テニスボールより大きいシュークリームのようなお菓子
デンボス発祥のお菓子で、20世紀初めに考案され、1920年頃には現在の形として定着したらしい

 後から知ったのは、デンボスは、オランダ最古のカーニバルが有名だということ。

 ニアミスでカーニバルの時期は逃してしまったが、昨日のマーストリヒトと同様、アムステルダムやユトレヒトよりこじんまりとしている。

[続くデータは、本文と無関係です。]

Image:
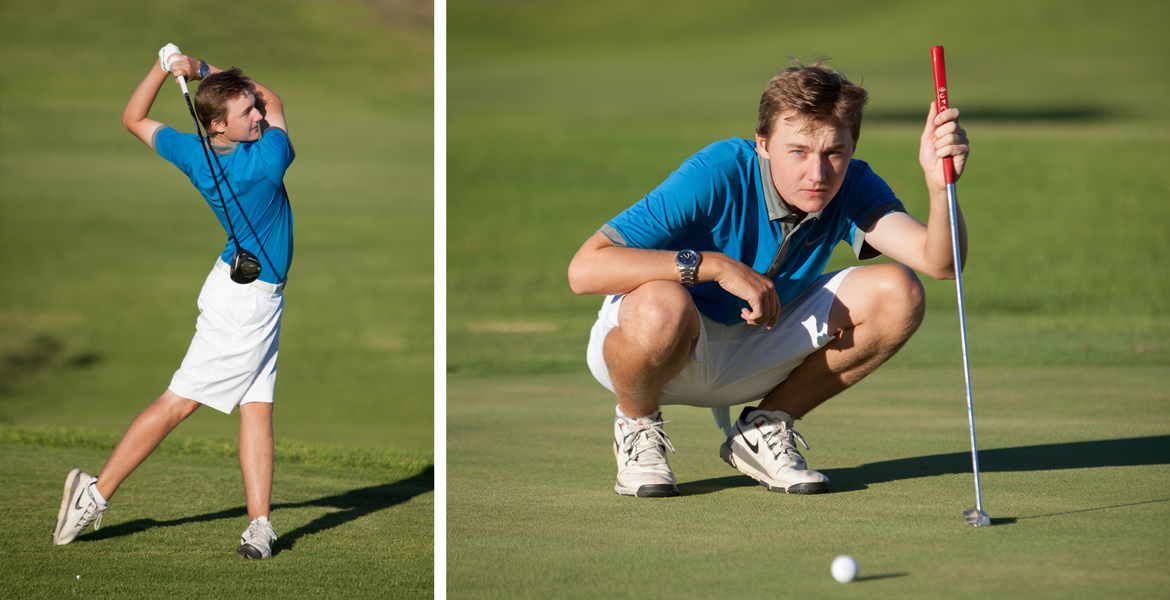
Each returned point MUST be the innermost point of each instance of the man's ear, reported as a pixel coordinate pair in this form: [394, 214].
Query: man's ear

 人口規模のせいか、たまたまなのか、行き交う人同士が手を挙げて挨拶をし、立ち話をする場面に、よく遭遇した。

住宅街沿いの川には大きな船が何隻も停泊していた

 オランダ語が話せないから、単なる推測でしかないが、なんとなくオランダの人たちは、知り合いや友人を見かけたら必ず挨拶して立ち止まり、二言か三言、交わしている印象がある。

 知人を見かけた際、気づかないふりをしない、というか。

 わたしは、見かけた人との関係性によるが、ときどき気づかないふりをする。

 わたしに対する態度だけでなく、街中や大学構内の人たちを数ヶ月観察して、オランダの人たちは総じて、おおらかな印象をいだいた。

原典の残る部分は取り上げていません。